We have recently shown that the overall background “genetic noise” rate for the ARVC gene test panel is approximately 16%, more than three times higher than for LQTS.7 Despite the higher prevalence of background noise, radical mutations were rare in disease-free individuals and were thus associated strongly with disease pathogenicity. Although radical mutations were probably disease-causative if found in any ARVC-associated gene, missense mutations were associated with disease pathogenesis only in specific situations. Akin to LQTS-associated mutations localizing preferentially to the transmembrane pore channels, ARVC-causative mutations localized to critical structure–function domains of the proteins comprising the desmosome. Specifically, missense mutations localizing to the N-terminal regions of DSP and DSG2 were probably pathogenic, whereas mutations elsewhere could not be distinguished from background genetic noise. Interestingly, missense mutations were found to be associated with disease causality when identified in Caucasians or when localized to amino acid residues that were conserved across species. Specifically, amino acid sites that were highly conserved across species within PKP2 and DSG2 were associated with ARVC disease pathogenicity. These findings are summarized in Figure 2.
Figure 2.
Algorithm for interpreting a positive genetic test for arrhythmogenic right ventricular cardiomyopathy/dysplasia (ARVC). Radical, non-missense mutations that result in premature protein truncation are likely to be ARVC-associated. Missense mutations are of uncertain disease relevance; however, missense mutations identified in Caucasian patients, mutations localized with hot-spot domains within DSP-encoding desmoplakin and DSG2-encoding desmoglein 2 or more conserved residues of PKP2-encoding plakophilin 2 and DSG2 are more likely to be associated with ARVC pathogenicity.
Hypertrophic cardiomyopathy
HCM, defined as hypertrophy of the heart without a clinically identifiable etiology, is the most common inherited cardiovascular disease, affecting 1 in 500 people. Clinically, HCM has a heterogeneous presentation with varying degrees of hypertrophy, fibrosis, myocyte disarray, left ventricular outflow tract obstruction, ventricular septal morphology, associated symptoms, such as the presence of syncope or chest pain, and sudden-death susceptibility. HCM is a disease marked by variable penetrance and phenotypic expressivity; families hosting the same HCM-associated mutation can demonstrate youthful SCD with minimal septal hypertrophy or profound hypertrophy with normal survival.

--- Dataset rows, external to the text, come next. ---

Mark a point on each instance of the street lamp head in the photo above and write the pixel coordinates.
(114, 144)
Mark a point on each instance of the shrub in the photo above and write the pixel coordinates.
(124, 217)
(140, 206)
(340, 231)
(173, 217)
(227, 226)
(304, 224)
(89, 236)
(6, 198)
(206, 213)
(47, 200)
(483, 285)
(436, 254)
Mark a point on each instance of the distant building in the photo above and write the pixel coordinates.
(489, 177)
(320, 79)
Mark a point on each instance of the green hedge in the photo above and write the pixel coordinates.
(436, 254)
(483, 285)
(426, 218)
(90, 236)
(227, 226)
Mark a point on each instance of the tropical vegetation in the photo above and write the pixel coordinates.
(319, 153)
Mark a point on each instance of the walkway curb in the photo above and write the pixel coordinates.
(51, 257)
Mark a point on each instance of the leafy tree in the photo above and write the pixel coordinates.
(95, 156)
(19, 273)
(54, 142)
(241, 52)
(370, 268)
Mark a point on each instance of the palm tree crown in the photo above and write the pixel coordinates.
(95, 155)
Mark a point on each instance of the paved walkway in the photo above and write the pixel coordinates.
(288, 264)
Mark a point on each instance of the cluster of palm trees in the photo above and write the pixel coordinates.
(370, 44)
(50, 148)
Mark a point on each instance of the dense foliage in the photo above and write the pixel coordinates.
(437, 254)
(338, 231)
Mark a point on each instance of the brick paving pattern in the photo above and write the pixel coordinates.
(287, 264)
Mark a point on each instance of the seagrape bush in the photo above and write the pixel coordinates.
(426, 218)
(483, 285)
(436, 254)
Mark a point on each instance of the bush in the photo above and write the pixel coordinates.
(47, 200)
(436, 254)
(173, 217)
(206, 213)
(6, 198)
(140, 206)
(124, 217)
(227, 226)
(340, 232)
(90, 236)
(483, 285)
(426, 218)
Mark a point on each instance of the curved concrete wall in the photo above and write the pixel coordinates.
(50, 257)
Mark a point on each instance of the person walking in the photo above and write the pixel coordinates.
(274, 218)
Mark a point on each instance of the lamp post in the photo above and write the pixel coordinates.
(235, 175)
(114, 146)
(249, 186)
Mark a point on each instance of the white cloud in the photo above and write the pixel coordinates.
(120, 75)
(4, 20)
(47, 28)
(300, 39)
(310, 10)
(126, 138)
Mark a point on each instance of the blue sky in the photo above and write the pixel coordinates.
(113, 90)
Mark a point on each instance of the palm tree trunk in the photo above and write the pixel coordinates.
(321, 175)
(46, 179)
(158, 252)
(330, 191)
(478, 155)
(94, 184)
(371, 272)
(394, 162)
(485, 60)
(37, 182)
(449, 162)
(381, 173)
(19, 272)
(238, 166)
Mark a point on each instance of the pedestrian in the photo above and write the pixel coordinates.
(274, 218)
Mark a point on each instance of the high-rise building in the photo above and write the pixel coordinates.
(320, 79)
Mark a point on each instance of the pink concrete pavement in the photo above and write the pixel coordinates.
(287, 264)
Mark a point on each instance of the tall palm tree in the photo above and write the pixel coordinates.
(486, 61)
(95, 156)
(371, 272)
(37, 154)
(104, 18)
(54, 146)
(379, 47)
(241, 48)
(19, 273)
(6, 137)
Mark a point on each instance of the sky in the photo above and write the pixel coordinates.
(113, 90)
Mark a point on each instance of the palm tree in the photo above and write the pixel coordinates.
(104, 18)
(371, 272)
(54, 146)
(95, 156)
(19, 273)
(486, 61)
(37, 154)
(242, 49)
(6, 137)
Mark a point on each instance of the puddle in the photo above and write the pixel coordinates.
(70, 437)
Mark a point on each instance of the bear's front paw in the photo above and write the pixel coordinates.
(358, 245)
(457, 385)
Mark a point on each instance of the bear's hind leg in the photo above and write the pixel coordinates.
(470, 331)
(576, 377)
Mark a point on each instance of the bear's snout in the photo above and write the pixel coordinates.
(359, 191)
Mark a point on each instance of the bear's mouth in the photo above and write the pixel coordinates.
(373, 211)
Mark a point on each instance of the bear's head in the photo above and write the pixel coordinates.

Mutations in genes encoding components of the cardiac sarcomere, which is responsible for providing the molecular force of myocyte contraction, have traditionally been associated with HCM pathogenesis. These mutations localize to proteins of the thick myofilament (MYH7-encoded myosin heavy chain, MYL2-encoded regulatory myosin light chain, and MYL3-encoded essential myosin light chain), the intermediate myofilament (MYBPC3-encoded cardiac myosin binding protein C), and the thin myofilament (ACTC-encoded actin, TNNC1-encoded cardiac troponin C, TNNI3-encoded cardiac troponin I, TNNT2-encoded cardiac troponin T, and TPM1-encoded α-tropomyosin). Recently, genes encoding components of the cardiac Z-disk as well as calcium-handling and calcium-regulatory proteins have been associated with HCM in sarcomere-negative individuals.8 Overall, hundreds of mutations have been identified in at least 27 putative HCM-susceptibility genes.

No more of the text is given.